Le 25 novembre, au 500ème jour de l »emprisonnement du défenseur des droits humains Ales Bialiatski, l’organisation germano-suisse Libereco organisera des événements à Zurich et à La Haye pour exiger la libération d’Ales et de tous les prisonniers politiques bélarussiens. En même temps, des diplomates européens ont lancé une pétition pour la libération du légendaire défenseur des droits humains.
Selon ses associés et collègues, il est probable que, en ce moment même, Ales prenne des notes sur le monde qui l’entoure en prison pour son nouveau livre. Ceux qui connaissent bien Ales en tant que fondateur et directeur du centre bélarussien des droits humains Viasna et l’un des initiateurs du mouvement démocratique et lauréat du prix Nobel de la paix, seront probablement heureux de découvrir qu’Ales Bialiatski est également connu comme écrivain et spécialiste de littérature bélarussienne.

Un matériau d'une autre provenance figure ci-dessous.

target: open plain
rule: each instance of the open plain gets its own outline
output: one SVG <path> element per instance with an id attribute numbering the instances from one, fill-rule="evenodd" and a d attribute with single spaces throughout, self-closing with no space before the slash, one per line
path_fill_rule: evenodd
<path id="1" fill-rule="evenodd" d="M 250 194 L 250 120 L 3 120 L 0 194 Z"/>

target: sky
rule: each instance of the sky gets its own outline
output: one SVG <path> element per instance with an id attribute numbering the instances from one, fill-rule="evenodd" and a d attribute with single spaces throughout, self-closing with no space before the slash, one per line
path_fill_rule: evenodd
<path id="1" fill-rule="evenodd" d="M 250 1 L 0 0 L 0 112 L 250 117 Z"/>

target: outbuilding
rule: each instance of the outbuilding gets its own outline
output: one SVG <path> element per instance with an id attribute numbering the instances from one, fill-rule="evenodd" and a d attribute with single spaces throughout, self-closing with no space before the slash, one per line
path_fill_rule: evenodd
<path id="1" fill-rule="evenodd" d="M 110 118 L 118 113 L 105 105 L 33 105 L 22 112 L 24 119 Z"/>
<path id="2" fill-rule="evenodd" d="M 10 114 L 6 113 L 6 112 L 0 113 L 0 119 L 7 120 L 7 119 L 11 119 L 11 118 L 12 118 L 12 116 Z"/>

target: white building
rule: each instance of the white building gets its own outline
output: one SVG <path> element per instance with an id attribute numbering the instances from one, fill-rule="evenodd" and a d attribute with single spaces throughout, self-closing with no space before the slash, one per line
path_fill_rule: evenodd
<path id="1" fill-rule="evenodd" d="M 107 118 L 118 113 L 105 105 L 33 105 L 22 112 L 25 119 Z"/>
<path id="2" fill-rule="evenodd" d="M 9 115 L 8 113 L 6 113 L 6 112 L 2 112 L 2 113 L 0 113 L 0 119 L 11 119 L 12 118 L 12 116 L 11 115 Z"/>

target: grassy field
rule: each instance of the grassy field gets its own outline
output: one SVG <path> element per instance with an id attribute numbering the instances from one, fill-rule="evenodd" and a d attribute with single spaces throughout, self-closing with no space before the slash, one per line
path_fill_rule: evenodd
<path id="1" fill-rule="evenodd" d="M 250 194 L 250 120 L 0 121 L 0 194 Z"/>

Au total, il a publié une dizaine de livres dont une grande partie a été écrite pendant son emrpisonnement. Dans ses ouvrages, il aborde les événements de sa vie personnelle et publique, parle des gens qui l’entourent, des voyages, de l’histoire et de la littérature du Bélarus, et de la condition d’un prisonnier. Parmi ces titres, Litaratoura i natsyïa (Littérature et nation) publié en 1991, et Boï z saboi (Se battre contre soi-même) dont les trois premiers chapitres ont été rédigés dans la colonie pénitentiaire de Babrouïsk. Quant au livre Touremnyïa sšytki (Carnets de prison), il se compose de pages d’un journal intime qui ont été rédigées d’une manière ponctuelles en prison dans de différents carnets ou sur des feuilles disparates.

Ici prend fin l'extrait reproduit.